Utwory zamieszczone na tym albumie wybrał sam muzyk jako te najbardziej ulubione. Standardy związane z jazzem przeważają: Over the Rainbow, Body and Soul, You Don’t Know What Love Is, Georgia on My Mind, Misty, My Funny Valentine, What a Wonderful World. Jest jeden „latynos” – Black Orpheus (Luiz Bonfa). Świat rocka reprezentują The Sound of Silence (Paul Simon & Art Garfunkel), dwa „beatlesiana”: Imagine (John Lennon) i Something (George Harrison), oraz Blowin’ in the Wind (Bob Dylan). Jest też ukłon w stronę Fryderyka Chopina: jedna z nielicznych skomponowanych przez niego pieśni na głos z fortepianem: Wiosna, ze słowami Stefana Witwickiego – jednak zgodnie z założeniem tytułowym albumu mamy tu muzykę czysto instrumentalną. Pozbawienie warstwy wokalnej ujawnia ich urodę jako niezależnych dziełek. Tak jest w przypadku otwierającego płytę przeboju Simona i Garfunkela z 1966 r. Pianista często wzbogaca zastaną harmonię nowymi akordami, jak w Over the Rainbow, ale nie zawsze, np. w Blowin’ in the Wind zachowuje ją oryginalną, niemal dosłowną.

W strefie rytmu mamy tu spokój i łagodność. Pojawia się powolne dostojne stride piano. Żadnej agresji! A melodie? Powtórzę: są piękne, zatem pianista podczas świetnie rozwijanych improwizacji dba zarazem o to, by nie stracić z nimi kontaktu. A tak dziś modnych dekonstrukcji (jakichkolwiek) unika. Tu przypomina mi się wypowiedź Pawła Fresu, znakomitego włoskiego trębacza: „Jestem generalnie przeciw dekonstrukcjom. Jeśli biorę na warsztat jakąś melodię, to dlatego, że mi się ona podoba. Dlaczego więc miałbym ją niszczyć?”.
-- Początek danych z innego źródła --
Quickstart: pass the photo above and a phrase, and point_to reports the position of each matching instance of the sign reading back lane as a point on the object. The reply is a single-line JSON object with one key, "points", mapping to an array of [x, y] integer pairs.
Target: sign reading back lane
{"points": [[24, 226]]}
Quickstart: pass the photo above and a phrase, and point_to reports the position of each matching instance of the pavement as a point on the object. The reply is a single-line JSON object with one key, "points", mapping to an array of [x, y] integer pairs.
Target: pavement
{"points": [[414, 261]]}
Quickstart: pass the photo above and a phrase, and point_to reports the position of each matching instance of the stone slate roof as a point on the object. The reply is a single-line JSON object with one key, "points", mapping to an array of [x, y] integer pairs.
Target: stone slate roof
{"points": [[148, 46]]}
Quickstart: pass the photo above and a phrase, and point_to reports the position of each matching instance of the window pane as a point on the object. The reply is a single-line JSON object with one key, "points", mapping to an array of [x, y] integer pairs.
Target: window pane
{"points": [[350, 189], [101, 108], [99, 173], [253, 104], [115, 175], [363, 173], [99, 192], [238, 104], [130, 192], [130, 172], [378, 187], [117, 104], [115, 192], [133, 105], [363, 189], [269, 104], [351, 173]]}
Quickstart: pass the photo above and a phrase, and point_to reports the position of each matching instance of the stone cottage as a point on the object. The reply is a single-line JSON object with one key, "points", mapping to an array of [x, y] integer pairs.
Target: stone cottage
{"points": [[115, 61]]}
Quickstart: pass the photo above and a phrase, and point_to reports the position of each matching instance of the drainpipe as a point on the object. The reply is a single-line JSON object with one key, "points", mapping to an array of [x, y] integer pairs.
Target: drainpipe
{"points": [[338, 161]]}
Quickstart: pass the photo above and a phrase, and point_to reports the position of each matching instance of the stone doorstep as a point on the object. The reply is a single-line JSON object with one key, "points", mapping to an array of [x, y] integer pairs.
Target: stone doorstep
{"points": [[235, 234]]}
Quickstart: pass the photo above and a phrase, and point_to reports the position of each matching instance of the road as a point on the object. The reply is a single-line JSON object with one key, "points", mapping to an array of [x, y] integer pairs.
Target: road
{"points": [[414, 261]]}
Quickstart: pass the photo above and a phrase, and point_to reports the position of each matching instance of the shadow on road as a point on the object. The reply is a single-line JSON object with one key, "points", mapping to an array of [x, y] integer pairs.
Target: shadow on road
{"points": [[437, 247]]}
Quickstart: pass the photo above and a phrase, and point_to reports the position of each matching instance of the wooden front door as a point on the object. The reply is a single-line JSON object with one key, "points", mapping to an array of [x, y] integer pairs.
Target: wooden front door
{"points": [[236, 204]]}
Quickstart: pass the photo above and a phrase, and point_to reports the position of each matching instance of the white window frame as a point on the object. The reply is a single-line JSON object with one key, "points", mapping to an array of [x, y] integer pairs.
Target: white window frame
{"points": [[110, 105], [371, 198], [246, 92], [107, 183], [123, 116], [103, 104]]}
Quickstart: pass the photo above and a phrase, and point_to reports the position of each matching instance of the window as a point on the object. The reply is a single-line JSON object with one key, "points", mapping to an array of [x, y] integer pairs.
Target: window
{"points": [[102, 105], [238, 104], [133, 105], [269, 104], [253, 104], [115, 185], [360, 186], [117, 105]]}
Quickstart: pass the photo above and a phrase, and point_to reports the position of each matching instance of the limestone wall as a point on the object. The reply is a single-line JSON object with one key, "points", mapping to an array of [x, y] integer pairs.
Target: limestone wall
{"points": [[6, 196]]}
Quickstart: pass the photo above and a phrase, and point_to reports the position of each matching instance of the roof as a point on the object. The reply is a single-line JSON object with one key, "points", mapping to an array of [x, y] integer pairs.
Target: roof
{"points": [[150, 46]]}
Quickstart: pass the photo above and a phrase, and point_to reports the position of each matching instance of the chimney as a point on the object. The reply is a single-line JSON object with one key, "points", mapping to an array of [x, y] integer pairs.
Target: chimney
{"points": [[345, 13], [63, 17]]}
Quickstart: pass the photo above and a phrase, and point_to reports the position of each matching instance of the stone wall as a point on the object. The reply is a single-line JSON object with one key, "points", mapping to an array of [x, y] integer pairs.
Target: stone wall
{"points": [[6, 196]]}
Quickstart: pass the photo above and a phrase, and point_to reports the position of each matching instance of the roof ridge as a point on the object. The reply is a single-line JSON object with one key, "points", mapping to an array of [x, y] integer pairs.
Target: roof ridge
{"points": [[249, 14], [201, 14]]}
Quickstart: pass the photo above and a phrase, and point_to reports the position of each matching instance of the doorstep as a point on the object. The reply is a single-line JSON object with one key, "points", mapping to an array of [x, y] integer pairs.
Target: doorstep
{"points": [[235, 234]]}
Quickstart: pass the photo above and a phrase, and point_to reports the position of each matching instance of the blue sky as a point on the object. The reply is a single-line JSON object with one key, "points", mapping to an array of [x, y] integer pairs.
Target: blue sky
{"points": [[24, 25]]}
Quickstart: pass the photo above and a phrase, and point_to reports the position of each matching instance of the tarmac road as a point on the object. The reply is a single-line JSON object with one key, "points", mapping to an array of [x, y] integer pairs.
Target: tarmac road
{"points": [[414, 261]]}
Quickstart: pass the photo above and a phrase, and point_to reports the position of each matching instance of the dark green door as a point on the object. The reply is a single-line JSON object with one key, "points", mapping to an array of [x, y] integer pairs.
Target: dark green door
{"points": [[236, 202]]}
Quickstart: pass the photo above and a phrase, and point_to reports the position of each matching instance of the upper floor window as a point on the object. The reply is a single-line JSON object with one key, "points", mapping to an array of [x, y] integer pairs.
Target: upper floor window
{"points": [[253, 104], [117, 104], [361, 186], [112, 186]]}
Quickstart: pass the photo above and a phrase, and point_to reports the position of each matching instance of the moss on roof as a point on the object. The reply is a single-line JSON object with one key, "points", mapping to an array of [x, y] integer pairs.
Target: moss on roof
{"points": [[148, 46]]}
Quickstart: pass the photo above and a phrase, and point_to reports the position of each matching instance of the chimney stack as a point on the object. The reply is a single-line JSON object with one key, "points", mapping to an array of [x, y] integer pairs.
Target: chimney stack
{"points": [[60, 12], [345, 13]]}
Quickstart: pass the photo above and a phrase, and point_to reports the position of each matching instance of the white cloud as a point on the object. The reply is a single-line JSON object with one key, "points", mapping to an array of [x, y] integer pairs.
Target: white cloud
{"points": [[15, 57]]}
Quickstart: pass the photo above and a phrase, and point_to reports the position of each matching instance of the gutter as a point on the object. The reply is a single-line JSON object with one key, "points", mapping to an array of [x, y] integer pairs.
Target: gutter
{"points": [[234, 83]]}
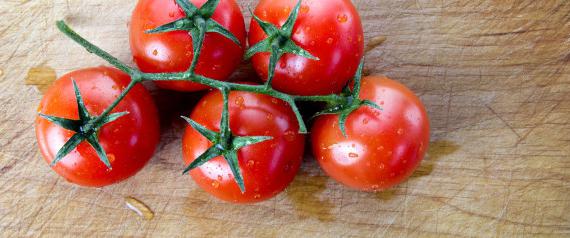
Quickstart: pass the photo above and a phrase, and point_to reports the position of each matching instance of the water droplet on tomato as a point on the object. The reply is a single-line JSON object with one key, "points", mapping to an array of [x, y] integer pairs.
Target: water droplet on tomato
{"points": [[342, 18], [400, 131], [240, 101], [290, 136], [111, 157], [216, 184]]}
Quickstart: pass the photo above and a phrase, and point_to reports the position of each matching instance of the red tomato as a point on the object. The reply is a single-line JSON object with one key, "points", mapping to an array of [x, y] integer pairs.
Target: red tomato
{"points": [[129, 141], [331, 31], [382, 148], [268, 167], [172, 51]]}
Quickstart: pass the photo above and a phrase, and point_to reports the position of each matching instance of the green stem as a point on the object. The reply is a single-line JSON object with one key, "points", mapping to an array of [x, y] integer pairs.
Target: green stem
{"points": [[188, 76]]}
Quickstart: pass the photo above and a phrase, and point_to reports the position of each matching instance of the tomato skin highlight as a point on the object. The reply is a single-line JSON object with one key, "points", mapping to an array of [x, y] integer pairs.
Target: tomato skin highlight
{"points": [[332, 32], [382, 148], [129, 142], [172, 51], [268, 167]]}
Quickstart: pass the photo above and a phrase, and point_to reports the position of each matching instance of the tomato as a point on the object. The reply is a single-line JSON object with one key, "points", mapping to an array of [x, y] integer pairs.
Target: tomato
{"points": [[382, 147], [332, 32], [267, 167], [172, 51], [129, 142]]}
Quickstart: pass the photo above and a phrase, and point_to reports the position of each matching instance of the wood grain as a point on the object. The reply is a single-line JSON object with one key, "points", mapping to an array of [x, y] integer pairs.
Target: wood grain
{"points": [[493, 74]]}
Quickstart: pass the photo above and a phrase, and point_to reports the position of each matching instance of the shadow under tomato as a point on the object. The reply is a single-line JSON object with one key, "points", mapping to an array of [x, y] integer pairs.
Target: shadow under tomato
{"points": [[303, 193]]}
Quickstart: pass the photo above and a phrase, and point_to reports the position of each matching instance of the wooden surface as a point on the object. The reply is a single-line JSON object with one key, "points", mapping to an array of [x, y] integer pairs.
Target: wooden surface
{"points": [[493, 74]]}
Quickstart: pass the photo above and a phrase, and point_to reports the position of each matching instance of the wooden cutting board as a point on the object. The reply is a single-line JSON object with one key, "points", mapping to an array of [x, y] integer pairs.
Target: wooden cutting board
{"points": [[493, 74]]}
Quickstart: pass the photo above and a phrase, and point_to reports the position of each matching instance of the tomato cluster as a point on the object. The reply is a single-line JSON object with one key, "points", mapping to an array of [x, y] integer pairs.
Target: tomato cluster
{"points": [[244, 142]]}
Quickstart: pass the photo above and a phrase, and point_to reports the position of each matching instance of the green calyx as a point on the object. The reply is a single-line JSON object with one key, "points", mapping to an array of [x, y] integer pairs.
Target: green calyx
{"points": [[85, 128], [197, 22], [224, 143], [348, 101], [278, 42]]}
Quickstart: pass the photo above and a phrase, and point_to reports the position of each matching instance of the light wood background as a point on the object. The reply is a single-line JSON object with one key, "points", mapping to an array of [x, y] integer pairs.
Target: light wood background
{"points": [[493, 74]]}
Pawlik nie niszczy, lecz rozbudowuje. Gdzie uzna za stosowne, podkreśla pierwiastki bluesowe utworu (You Don’t Know What Love Is, Georgia on My Mind); czasem bawi się frazą i modulacjami (Blowin’…), by innym razem po prostu zagrać temat (pięknie zagrać!), dodając od siebie kilka celnych ozdobników (Body and Soul). Pod jego palcami chopinowska Wiosna zakwita w improwizacjach nowymi kwiatami.